Há quatro décadas, milhares de fãs se reuniam em Porto Alegre para se despedir de Teixeirinha. O cantor e cineasta morreu em casa, vítima de complicações de um câncer, aos 58 anos. O velório e o enterro foram marcados por uma comoção popular rara, com filas de admiradores que queriam prestar a última homenagem ao artista que transformou a música regional em fenômeno nacional.

O “Rei do Disco”

Teixeirinha nasceu em Rolante (RS), em 1927, e construiu uma carreira marcada por recordes. Foi apelidado de “Rei do Disco” por vender milhões de cópias em uma época em que a música regional raramente alcançava tamanha projeção. Entre suas composições mais famosas estão “Coração de Luto”, que narra a perda da mãe, “Querência Amada”, considerada um hino do Rio Grande do Sul, e “Tordilho Negro”, eternizada em bailes e rádios.

Cinema e popularidade

Além da música, Teixeirinha também brilhou nas telas. Atuou e produziu 12 filmes, que lotaram cinemas e ajudaram a consolidar sua imagem como artista multifacetado. Sua parceria com a atriz Mary Terezinha marcou época e levou multidões às salas de exibição.

Legado vivo

Quarenta anos após sua morte, Teixeirinha continua sendo referência cultural. Suas músicas seguem tocando em rádios, festivais e encontros tradicionalistas. Para muitos, ele foi responsável por dar voz à identidade gaúcha e por mostrar ao Brasil a força da música regional.

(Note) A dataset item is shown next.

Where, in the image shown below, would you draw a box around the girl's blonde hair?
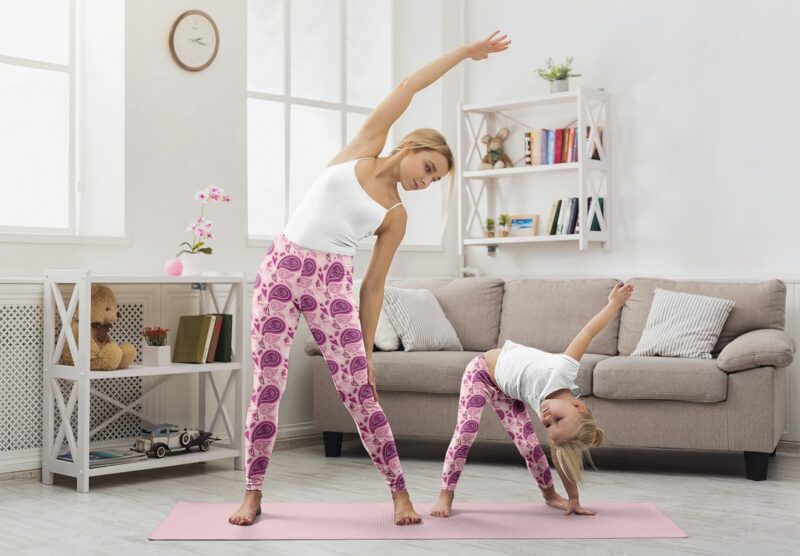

Teixeirinha morreu em casa, na Avenida Oscar Pereira, em Porto Alegre, na noite de 4 de dezembro de 1985.

O velório e o enterro reuniram milhares de fãs, em uma das maiores despedidas já vistas na capital gaúcha.

A causa oficial foi parada cardíaca, mas ele já lutava contra um câncer nas glândulas linfáticas.

Linha do tempo da carreira

  • 1959: Lança “Coração de Luto”, que se torna seu maior sucesso.
  • 1960-1970: Consolida-se como o “Rei do Disco”, com vendas milionárias.
  • 1967: Estreia no cinema com “Coração de Luto”.
  • 1970-1980: Produz e atua em mais de uma dezena de filmes.
  • 1985: Morre em Porto Alegre, deixando um legado imortal.

Legado vivo

Quarenta anos após sua morte, Teixeirinha continua sendo referência cultural. Suas músicas seguem tocando em rádios, festivais e encontros tradicionalistas. Para muitos, ele foi responsável por dar voz à identidade gaúcha e por mostrar ao Brasil a força da música regional.